"Real happiness is found in the struggles we undergo to realise our goals, in our efforts to move forward." Daisaku Ikeda
Wow I just feel so numb and a little defeated. You know? Those days and moments in your life where everything just is…. and you aren’t. You are hollow and full at the same time sitting with every conflicting emotion you could think humanly possible. That’s me at the moment. My eyes are sore, my chest hurts… and I am confused over what I want to do from moment to moment. I know what is the right thing to do, but being human I keep falling back into the pits of endless suffering. A karmic tendency that I’ve always struggled to put at bay.
I feel embarrassed, and ashamed to be feeling so low. I feel guilty for not having anything inspiring or positive to write. I feel I feel I feel everything that is horrible in the world, and laugh in the face of all that is good.
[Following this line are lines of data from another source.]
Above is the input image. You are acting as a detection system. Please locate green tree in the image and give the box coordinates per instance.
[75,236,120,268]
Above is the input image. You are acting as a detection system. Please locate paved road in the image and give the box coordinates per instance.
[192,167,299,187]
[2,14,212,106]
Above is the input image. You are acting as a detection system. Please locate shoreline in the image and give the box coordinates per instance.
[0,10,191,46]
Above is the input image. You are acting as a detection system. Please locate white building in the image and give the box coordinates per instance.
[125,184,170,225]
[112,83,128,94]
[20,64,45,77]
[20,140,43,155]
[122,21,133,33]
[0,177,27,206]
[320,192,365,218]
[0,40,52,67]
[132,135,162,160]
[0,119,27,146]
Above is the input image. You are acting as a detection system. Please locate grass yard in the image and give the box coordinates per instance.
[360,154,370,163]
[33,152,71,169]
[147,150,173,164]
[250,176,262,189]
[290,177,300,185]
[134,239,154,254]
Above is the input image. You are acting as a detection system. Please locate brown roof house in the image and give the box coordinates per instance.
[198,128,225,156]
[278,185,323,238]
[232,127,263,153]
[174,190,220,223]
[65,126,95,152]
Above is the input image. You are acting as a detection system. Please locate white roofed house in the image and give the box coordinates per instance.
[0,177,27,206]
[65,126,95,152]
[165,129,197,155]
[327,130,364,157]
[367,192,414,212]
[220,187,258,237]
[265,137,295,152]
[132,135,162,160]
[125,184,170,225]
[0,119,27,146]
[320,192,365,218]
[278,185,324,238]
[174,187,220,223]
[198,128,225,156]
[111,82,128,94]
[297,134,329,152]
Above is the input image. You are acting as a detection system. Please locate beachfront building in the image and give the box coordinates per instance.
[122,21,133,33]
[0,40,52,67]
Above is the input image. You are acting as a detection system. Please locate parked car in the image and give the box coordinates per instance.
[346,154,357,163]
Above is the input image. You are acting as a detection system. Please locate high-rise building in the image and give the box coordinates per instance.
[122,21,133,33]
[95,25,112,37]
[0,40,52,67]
There is only a heart here that feels broken, and breaking even more as each day passes. As the reality sets in over losing her. Of losing the foundation of my life. I am rejecting my own happiness in order to find a way to cope with this mess. Coping isn’t really living is it?
The opportunities ahead of me taunt me like the piece of cake I cannot eat. I am slow and asleep behind the wheel of the vehicle that is my life. At this very moment I lack courage and strength to keep fighting – But It won’t last. I’m strong.
Tomorrow is another day. And then again, another after that… and change keeps on coming but I am so fragile. I am in the lowest low I’ve been in for years… but with no way out, other than to put these thoughts and feelings aside. I’ve never been one to deal with grief very well. But is anybody ever really equipped to deal with that letting go? I think letting go when that person is still there…. and still in your eyesight but completely out of reach is the most heart wrenching thing I’ve ever experienced.
Birth, Death, Growing old and sickness… The four hardest sufferings in life. Why is love not one of these? Love is a double edged sword. The knife in the back, and the uplifting winds of our very lives, the ability to create and to destroy.
Damn you love. Why do you have to break my heart?
What else have you got for me out there?
I am Nam-Myoho-Renge-Kyo and still hurting. How is that possible?